Mumbai, February 11: Disappointed by the poor showing of Reliance Power shares on the day of listing, Anil Ambani Group on Monday said that losses for market bigwigs, including Mukesh Ambani’s Reliance Industries, ICICI Bank and other blue chip Companies, were much higher at up to 40 per cent.

In a bid to ward off criticism that the poor showing of Reliance Power on its debut pulled down the market, an ADAG spokesperson said: “A very large number of pivotals, including RIL, ONGC, NTPC, DLF, ICICI Bank, BHEL, L&T etc have actually all declined in a much larger range of 20-40 per cent in the same period (since the IPO opened on January 14).”

"The Reliance Power stock has simply been marked-to- market for this decline (across the market) on the day of listing," a group spokesperson, highly agitated by the all-round attack on the company, said.
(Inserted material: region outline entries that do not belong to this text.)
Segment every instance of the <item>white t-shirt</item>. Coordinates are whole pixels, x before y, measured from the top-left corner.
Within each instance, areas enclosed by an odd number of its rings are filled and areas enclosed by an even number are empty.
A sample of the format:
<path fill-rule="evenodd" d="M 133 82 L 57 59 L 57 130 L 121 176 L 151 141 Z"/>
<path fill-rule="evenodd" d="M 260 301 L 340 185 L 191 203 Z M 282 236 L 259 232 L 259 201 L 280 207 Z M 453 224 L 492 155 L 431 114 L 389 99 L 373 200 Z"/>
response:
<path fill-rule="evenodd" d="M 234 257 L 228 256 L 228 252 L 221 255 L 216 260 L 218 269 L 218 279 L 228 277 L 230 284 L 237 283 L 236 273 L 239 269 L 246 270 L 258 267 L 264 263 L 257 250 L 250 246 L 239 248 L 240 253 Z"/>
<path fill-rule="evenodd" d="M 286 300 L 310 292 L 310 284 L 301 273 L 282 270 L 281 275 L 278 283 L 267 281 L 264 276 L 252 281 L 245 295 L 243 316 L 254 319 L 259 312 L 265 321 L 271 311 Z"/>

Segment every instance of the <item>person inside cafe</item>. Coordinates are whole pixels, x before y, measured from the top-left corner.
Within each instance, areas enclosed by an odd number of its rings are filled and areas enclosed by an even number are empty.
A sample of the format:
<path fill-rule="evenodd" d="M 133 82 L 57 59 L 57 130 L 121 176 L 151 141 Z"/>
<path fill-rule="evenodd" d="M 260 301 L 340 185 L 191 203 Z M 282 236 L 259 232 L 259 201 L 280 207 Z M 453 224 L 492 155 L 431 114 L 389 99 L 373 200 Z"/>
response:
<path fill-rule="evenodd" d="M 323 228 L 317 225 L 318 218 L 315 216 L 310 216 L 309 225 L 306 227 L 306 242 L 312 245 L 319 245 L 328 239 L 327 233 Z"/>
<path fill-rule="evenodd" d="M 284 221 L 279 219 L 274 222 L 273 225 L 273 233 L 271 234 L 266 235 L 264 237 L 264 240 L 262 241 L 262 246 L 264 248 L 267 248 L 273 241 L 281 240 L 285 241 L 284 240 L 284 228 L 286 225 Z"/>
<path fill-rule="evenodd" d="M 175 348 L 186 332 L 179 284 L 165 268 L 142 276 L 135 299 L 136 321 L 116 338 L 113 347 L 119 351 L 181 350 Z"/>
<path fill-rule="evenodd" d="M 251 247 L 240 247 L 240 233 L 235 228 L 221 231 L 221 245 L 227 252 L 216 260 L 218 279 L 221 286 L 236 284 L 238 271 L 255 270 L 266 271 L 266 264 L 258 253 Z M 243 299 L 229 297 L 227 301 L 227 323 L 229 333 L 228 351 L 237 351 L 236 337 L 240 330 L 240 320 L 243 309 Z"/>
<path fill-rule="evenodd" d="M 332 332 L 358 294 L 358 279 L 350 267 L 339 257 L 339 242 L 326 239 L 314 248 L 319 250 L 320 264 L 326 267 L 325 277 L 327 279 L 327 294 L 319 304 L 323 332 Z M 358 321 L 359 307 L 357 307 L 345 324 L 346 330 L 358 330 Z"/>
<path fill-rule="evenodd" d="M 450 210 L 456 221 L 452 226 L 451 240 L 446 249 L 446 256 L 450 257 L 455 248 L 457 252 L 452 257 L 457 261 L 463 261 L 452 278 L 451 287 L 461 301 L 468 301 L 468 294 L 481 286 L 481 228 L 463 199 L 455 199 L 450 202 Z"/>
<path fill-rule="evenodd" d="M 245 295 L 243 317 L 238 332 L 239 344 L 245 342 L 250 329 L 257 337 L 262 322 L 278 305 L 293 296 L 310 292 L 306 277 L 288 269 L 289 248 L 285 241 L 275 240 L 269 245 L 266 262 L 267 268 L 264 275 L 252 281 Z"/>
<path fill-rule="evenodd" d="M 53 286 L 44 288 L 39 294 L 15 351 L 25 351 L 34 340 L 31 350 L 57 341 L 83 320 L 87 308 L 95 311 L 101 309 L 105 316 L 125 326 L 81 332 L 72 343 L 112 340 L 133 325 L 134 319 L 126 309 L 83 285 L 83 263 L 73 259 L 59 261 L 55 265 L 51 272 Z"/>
"We are naturally disappointed that Reliance Power stock closed lower (at Rs 372.5 a share) than the IPO price (of Rs 450) on the first day of listing.

"... We remain extremely confident of delivering superior long term returns to our over four million shareholders, on their investments in the Reliance Power IPO," the spokesperson said summing up the performance of the stock, which had listed at Rs 547.80 but slipped into red within a minute.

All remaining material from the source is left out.